Potassium Channel Toxin

LmKTx10 is a peptide toxin from the venom of the scorpion Lychas mucronatus. The toxin acts as a pore blocker on potassium channels of the family Kv1. It has a higher selectivity for the Kv1.3 potassium channel (KCNA3), compared to other channels in the Kv1 family.

==Etymology==

The Name LmKTx10 is derived from the initials of the species Lychas mucronatus, with "K" referring to the action on potassium channels, "Tx" denoting toxin, and 10 relating to the clone number in the cDNA library of the venom glands of Lychas mucronatus.

==Source==

LmKTx10 is derived from the venom of the scorpion Lychas mucronatus. Lychas mucronatus is a species in the genus Lychas (family Buthidae). The scorpion is distributed in the Guangxi Zhuang autonomous region and the Chinese provinces of Hainan and Yunnan.

==Chemistry==

===Structure===

The precursor nucleotide sequence of LmKTx10 is 180 base pairs long, including a 24 base pair 5'UTR and a 103 base pair 3'UTR. The mature LmKTx10 protein consists of 38 amino acid residues and includes six conserved cysteines (implying three disulfide bridges). This arrangement is characteristic of the cysteine-stabilized alpha/beta motif typical of alpha-KTx scorpion toxins, which stabilizes the N-terminal α-helix and two C-terminal β-sheets of the toxin.
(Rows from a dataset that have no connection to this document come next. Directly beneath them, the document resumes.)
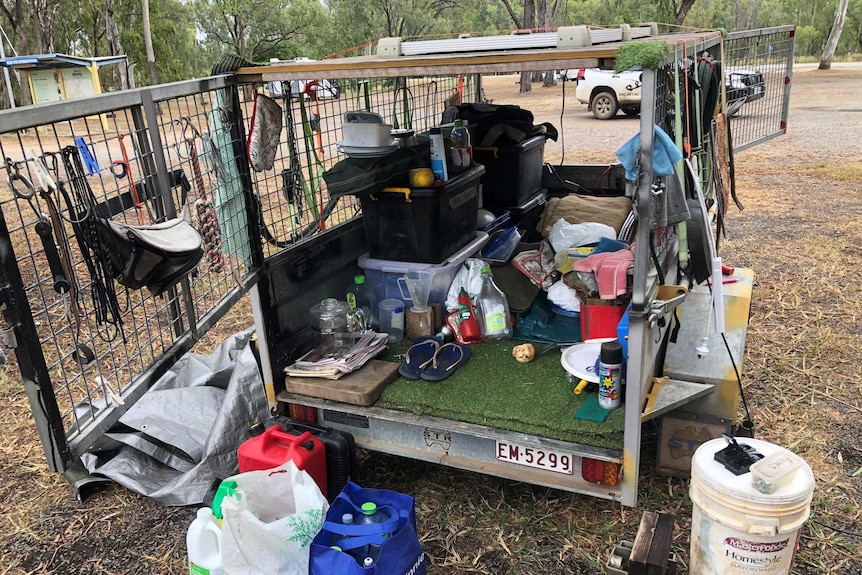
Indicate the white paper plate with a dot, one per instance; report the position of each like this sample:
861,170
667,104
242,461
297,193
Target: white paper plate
580,359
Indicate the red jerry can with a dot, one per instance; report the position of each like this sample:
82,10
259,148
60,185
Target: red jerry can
276,446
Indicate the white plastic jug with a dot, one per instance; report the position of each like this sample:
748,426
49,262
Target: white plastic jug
203,541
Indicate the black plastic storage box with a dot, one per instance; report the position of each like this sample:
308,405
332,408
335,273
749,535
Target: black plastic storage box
423,224
513,174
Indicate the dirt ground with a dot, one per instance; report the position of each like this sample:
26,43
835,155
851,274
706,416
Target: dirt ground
799,232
The mature peptide sequence is:

QKHTDIKCSSSSSCYEPCRGVTGRAHGKCMNGRCTCYY

===Homology and family===

LmKTx10 belongs to the α-K channel toxin peptides (α-KTx) and displays a 48% sequence identity with α-KTx12.1, α-KTx12.2 and α-KTx12.3 as well as a 74% similarity to ImKTX58.

==Target==

The main targets of LmKTx10 are potassium ion channels. It is part of the α-KTx family, which is known to have its main effect on Kv1 subfamily of potassium channels. LmKTx10 has high to moderate potency for the Kv1.3 KCNA3 potassium channel (IC_{50} of 28 nM). Comparing this channel potency to other potassium channels clearly shows high selectivity for Kv1.3 as the IC50 for Kv1.1 is 60 times higher (IC_{50} of 1.73 μM) and for Kv1.2 it is 450 times higher (IC_{50} of 12.63 μM).

==Mode of action==

LmKTx10 restricts potassium ion flow by occluding the pore of potassium channels. This prevents cells from returning to their electrical resting state after activation, negatively affecting electrical signaling and cell function. Kv1.3 ion channels are highly expressed on effector memory T-cells, blocking these channels inhibits T-cell activation, effector responses, and therefore immune function.